Miniaturized Magnetic Sensors for Implantable Magnetomyography

Magnetism‐based systems are widely utilized for sensing and imaging biological phenomena, for example, the activity of the brain and the heart. Magnetomyography (MMG) is the study of muscle function through the inquiry of the magnetic signal that a muscle generates when contracted. Within the last few decades, extensive effort has been invested to identify, characterize and quantify the magnetomyogram signals. However, it is still far from a miniaturized, sensitive, inexpensive and low‐power MMG sensor. Herein, the state‐of‐the‐art magnetic sensing technologies that have the potential to realize a low‐profile implantable MMG sensor are described. The technical challenges associated with the detection of the MMG signals, including the magnetic field of the Earth and movement artifacts are also discussed.
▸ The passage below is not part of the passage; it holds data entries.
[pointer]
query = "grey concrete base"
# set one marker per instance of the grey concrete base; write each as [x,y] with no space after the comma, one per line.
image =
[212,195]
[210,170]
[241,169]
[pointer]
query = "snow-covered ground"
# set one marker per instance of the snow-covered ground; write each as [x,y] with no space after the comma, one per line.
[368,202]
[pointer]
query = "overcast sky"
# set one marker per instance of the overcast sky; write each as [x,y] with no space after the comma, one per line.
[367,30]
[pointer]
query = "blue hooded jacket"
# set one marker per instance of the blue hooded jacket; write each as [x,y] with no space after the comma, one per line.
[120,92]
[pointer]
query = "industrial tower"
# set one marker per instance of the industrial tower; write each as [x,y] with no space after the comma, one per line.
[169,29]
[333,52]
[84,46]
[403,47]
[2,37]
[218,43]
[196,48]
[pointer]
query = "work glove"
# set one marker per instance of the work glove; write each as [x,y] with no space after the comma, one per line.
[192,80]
Then, the development of efficient magnetic technologies, which enable sensing pico‐Tesla signals, is advocated to revitalize the MMG technique. To conclude, spintronic‐based magnetoresistive sensing can be an appropriate technology for miniaturized wearable and implantable MMG systems. The state‐of‐the‐art biomagnetic sensing technologies for implantable magnetomyography (MMG) to study muscle function through the inquiry of the magnetic signal that a muscle generates when contracted are described here. The technical challenges associated with the MMG signals detection and the development of innovative technologies, e.g., spintronic‐based magnetoresistors, which enable sensing pico‐Tesla signals, are advocated to revitalize the MMG technique.